D’après les échanges entre Georges Charensol et Jean-Louis Bory de l’émission radiophonique Le Masque et La Plume sur France-Inter
avec Olivier Saladin, Olivier Broche et Lucrèce Sassella
Adaptation François Morel et Olivier Broche
Mise en scène François Morel
Olivier Saladin et Olivier Broche dans les peaux de Jean-Louis Bory et Georges Charensol, célèbres critiques du Masque et la Plume de France Inter. Un hommage à la critique, à la joute oratoire, au langage fleuri et, pour tout dire, à la pensée qui est bien autre chose que l’opinion.

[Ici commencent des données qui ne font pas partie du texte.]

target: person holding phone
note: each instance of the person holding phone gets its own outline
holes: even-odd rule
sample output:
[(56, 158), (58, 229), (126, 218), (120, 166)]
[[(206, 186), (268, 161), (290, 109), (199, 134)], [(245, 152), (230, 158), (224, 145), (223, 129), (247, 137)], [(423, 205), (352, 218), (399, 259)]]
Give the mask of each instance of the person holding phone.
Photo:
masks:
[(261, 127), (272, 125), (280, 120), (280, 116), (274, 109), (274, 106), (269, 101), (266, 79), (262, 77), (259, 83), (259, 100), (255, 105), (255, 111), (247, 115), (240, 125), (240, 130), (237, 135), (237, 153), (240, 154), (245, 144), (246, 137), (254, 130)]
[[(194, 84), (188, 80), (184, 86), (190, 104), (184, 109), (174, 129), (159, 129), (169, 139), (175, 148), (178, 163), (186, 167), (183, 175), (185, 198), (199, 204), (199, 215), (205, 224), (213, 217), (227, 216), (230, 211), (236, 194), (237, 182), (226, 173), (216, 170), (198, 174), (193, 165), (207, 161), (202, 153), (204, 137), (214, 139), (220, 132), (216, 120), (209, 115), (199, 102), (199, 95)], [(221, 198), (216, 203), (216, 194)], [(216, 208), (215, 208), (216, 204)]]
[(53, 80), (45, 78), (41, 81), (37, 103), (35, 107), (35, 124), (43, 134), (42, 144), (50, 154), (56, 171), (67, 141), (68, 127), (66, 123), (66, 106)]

Notre avis : Bâti à partir des duels mordants entre Jean-Louis Bory et Georges Charansol, duels qui ont fait les beaux jours de l’émission Le masque et la plume, ce spectacle nous plonge dans une époque qui semble, hélas, révolue. Celle où les critiques particulièrement cultivés pouvaient s’enflammer pour des oeuvres, défendues avec fougue et passion. Une mauvaise foi manifeste écornant parfois les arguments de l’adversaire. Un spectacle peut-il tenir sur ces joutes verbales ? Ô que oui ! Mise en scène malicieuse de François Morel, qui situe l’action dans une salle désuète d’un vieux cinéma, admirablement servi par les deux comédiens, en tout point formidables, souvent d’une drôlerie épatante : le temps file sans que l’on s’en rende compte. En outre une délicieuse et mutine jeune femme, Lucrèce, pimente le spectacle d’interventions chantées et dansées qui s’incorporent parfaitement bien au déroulement d’un récit qui surprend par sa tendresse retenue. Ainsi l’évocation des Parapluies de Cherbourg, durant laquelle les deux acteurs, doublés par Lucrèce, se chantent le duo du départ, semblerait kitch voire ridicule sur le papier. Il n’en est rien sur scène, le trio provoquant une émotion troublante, comme si le fantôme de Demy (que Bory aimait beaucoup) venait malicieusement saluer le spectacle. Ces deux frères ennemis ne s’épargnaient guère lorsqu’il s’agissait de défendre le cinéma. La démonstration autour du Théorème de Pasolini est un grand moment, tout comme la critique, acerbe, du Parrain par Bory. Godard se trouve également à l’honneur, ainsi que La grande bouffe de Ferreri. Délice que ces échanges vachards, mais emplis d’estimes malgré tout. Et l’émotion d’apparaitre de nouveau lorsque, à la disparition de Jean-Louis Bory, Charensol se retrouve bien seul, comme perdu. En résumé un excellent spectacle qui triomphe, et ce n’est que justice.
PSs : Lucrèce Sassella est présente tous les lundis jusqu’au 8 avril à 21h dans un concert conçu avec Antoine Sahler, un autre complice de François Morel.